Putting Education Systems in Place
It is ironic, that many so-called developing nations are putting their new education systems into place. They embrace new technologies with speed and influence (e.g. information technology in particular).
It’s encouraging that IT is no longer the remit of the chosen few within academic professions. IT is here NOW and for all to use! It does not need school or even university time. In fact, some would say that Google™ is the new platform for getting advice about education.
Others might say that it is dangerous to leave education, learning, and teaching to the internet. It is a place where almost anyone can write anything. There is almost no control because it does not always need assessing by peers.

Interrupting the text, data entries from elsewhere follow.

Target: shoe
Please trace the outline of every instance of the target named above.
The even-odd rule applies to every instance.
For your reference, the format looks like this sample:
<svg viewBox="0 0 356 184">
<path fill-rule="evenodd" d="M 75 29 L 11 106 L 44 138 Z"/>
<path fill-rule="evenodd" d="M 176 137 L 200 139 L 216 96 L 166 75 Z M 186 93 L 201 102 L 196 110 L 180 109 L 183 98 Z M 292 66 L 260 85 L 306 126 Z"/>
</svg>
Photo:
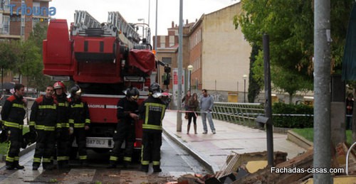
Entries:
<svg viewBox="0 0 356 184">
<path fill-rule="evenodd" d="M 24 169 L 25 168 L 25 167 L 23 167 L 23 166 L 20 166 L 20 165 L 16 166 L 15 168 L 17 169 Z"/>
<path fill-rule="evenodd" d="M 15 167 L 12 166 L 6 166 L 6 170 L 14 170 L 15 169 Z"/>
<path fill-rule="evenodd" d="M 106 167 L 106 168 L 116 168 L 116 165 L 115 164 L 110 164 L 109 165 L 109 166 Z"/>
<path fill-rule="evenodd" d="M 52 171 L 53 169 L 55 169 L 55 166 L 54 165 L 48 165 L 48 166 L 43 166 L 43 169 L 44 170 L 47 170 L 47 171 Z"/>
<path fill-rule="evenodd" d="M 159 166 L 153 166 L 153 173 L 160 173 L 162 172 L 162 169 Z"/>
<path fill-rule="evenodd" d="M 140 168 L 140 171 L 142 171 L 145 173 L 148 173 L 148 165 L 141 165 L 141 168 Z"/>
</svg>

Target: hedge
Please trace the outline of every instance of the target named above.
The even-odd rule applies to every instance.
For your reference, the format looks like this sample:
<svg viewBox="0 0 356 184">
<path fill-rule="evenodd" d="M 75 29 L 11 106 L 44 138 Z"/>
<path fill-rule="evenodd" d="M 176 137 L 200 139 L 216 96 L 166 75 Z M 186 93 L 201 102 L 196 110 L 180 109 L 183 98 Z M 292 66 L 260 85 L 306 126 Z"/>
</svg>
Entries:
<svg viewBox="0 0 356 184">
<path fill-rule="evenodd" d="M 313 114 L 314 109 L 312 106 L 305 104 L 289 104 L 284 103 L 274 103 L 272 105 L 273 114 Z M 272 117 L 273 126 L 281 128 L 303 129 L 313 128 L 314 118 L 313 116 L 276 116 Z"/>
</svg>

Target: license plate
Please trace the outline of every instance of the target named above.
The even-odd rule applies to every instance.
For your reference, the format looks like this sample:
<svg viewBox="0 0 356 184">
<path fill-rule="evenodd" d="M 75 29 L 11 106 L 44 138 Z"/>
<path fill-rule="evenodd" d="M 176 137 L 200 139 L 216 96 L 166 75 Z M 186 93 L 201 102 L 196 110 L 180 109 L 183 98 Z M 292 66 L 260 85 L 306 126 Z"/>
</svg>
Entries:
<svg viewBox="0 0 356 184">
<path fill-rule="evenodd" d="M 87 137 L 87 148 L 112 148 L 114 147 L 114 141 L 112 138 L 109 137 Z M 74 141 L 73 142 L 73 147 L 78 147 L 78 145 Z"/>
</svg>

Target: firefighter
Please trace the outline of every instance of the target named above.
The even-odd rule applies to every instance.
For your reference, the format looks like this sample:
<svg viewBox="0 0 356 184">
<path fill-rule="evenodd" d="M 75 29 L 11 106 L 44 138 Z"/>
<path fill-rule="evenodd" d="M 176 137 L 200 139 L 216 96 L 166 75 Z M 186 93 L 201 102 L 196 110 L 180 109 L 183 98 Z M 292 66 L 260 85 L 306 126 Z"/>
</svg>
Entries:
<svg viewBox="0 0 356 184">
<path fill-rule="evenodd" d="M 38 169 L 41 159 L 43 169 L 54 168 L 53 156 L 56 153 L 58 103 L 53 97 L 53 86 L 47 86 L 46 94 L 37 98 L 31 108 L 30 132 L 37 133 L 33 171 Z"/>
<path fill-rule="evenodd" d="M 150 161 L 152 161 L 153 172 L 159 173 L 160 168 L 162 146 L 162 121 L 164 117 L 166 103 L 160 98 L 161 88 L 157 83 L 150 87 L 148 98 L 140 107 L 140 115 L 143 119 L 142 149 L 141 171 L 148 172 Z"/>
<path fill-rule="evenodd" d="M 57 124 L 57 163 L 58 168 L 69 167 L 69 100 L 66 94 L 66 86 L 62 82 L 56 82 L 53 85 L 54 98 L 58 102 L 57 112 L 58 123 Z"/>
<path fill-rule="evenodd" d="M 127 168 L 132 161 L 135 140 L 135 124 L 138 120 L 138 104 L 140 92 L 136 87 L 130 87 L 125 91 L 126 97 L 117 102 L 117 125 L 114 134 L 114 148 L 110 157 L 108 168 L 116 168 L 120 155 L 121 145 L 125 141 L 123 166 Z"/>
<path fill-rule="evenodd" d="M 90 118 L 88 104 L 80 98 L 81 92 L 78 85 L 70 89 L 69 134 L 73 134 L 72 140 L 75 138 L 80 164 L 88 166 L 85 132 L 89 130 Z"/>
<path fill-rule="evenodd" d="M 24 168 L 19 164 L 19 153 L 22 144 L 22 128 L 27 104 L 23 97 L 24 89 L 23 85 L 15 85 L 15 92 L 6 99 L 1 109 L 4 131 L 9 141 L 6 159 L 7 170 Z"/>
</svg>

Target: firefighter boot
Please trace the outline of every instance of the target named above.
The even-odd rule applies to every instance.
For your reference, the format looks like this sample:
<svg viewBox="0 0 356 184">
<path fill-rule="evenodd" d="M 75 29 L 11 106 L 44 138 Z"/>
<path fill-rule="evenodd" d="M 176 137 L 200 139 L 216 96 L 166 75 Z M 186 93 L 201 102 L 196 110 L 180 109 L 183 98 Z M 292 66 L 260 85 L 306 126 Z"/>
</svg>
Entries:
<svg viewBox="0 0 356 184">
<path fill-rule="evenodd" d="M 6 161 L 6 170 L 14 170 L 15 167 L 14 166 L 13 162 Z"/>
<path fill-rule="evenodd" d="M 82 165 L 82 166 L 84 166 L 84 167 L 87 167 L 88 166 L 89 166 L 88 164 L 87 160 L 82 160 L 81 165 Z"/>
<path fill-rule="evenodd" d="M 129 163 L 130 162 L 129 161 L 124 161 L 124 163 L 122 163 L 122 166 L 124 168 L 127 168 L 127 166 L 129 166 Z"/>
<path fill-rule="evenodd" d="M 153 166 L 153 173 L 160 173 L 162 169 L 159 166 Z"/>
<path fill-rule="evenodd" d="M 19 161 L 14 161 L 14 167 L 17 168 L 17 169 L 23 169 L 25 168 L 25 167 L 23 167 L 23 166 L 20 166 L 19 164 Z"/>
<path fill-rule="evenodd" d="M 140 171 L 148 173 L 148 165 L 141 165 Z"/>
<path fill-rule="evenodd" d="M 109 163 L 109 166 L 106 168 L 116 168 L 116 162 L 110 161 Z"/>
</svg>

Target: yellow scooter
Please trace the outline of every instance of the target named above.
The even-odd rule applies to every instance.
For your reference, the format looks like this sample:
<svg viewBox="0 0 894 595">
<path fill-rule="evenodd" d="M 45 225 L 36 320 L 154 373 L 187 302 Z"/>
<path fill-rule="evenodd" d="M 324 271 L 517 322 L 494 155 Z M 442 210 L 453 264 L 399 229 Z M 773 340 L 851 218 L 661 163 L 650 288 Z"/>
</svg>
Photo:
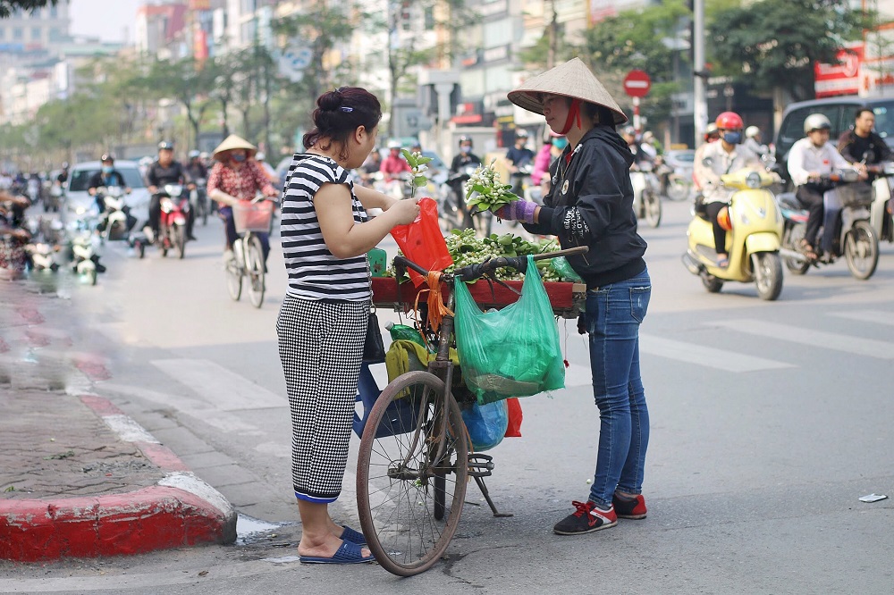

Anyone can read it once written and placed upon the ‘WWW’. Users will then have to try and assess whether the information is factual and correct.
But, can we truthfully say that subjects taught in classrooms and studies are also correct and factual? To a certain extent, the information is free of:
- Political leanings of the teacher
- Chains of traditions
- Questioning and fact-checking
So, What Now for Education?
Many have seen and experienced a developing country recognized for its poor education system. Yet, it is interesting, and even frightening, that some less educated folk are in fact cleverer than those with the better education!
What is Education For?
Is there anything, other than the questionable discipline of having to do it, that cannot be better learned in one’s own time? Education is in large part about the past. It is rarely about the present or the future. Thus, filling classrooms with computers does not necessarily take education into the future.
The one big growth area that we are picking out for educational advice is distance learning. Fact, there is no real need to physically attend a classroom to learn or get educated.
So, there could be a strong argument that distance learning is for those who actually want to learn, rather than for those who have to learn. The subject matter is open to choice. It is an aspect lacking in many conventional education systems.
Education starts the moment a baby separates from the umbilical cord. More often than not in the early stages, the child has the onerous task of learning many things totally unaided. As it progresses through life at a rapid pace, it starts to receive schooling and instruction. Thus, you can view education as the main vehicle for learning. But, is it really so?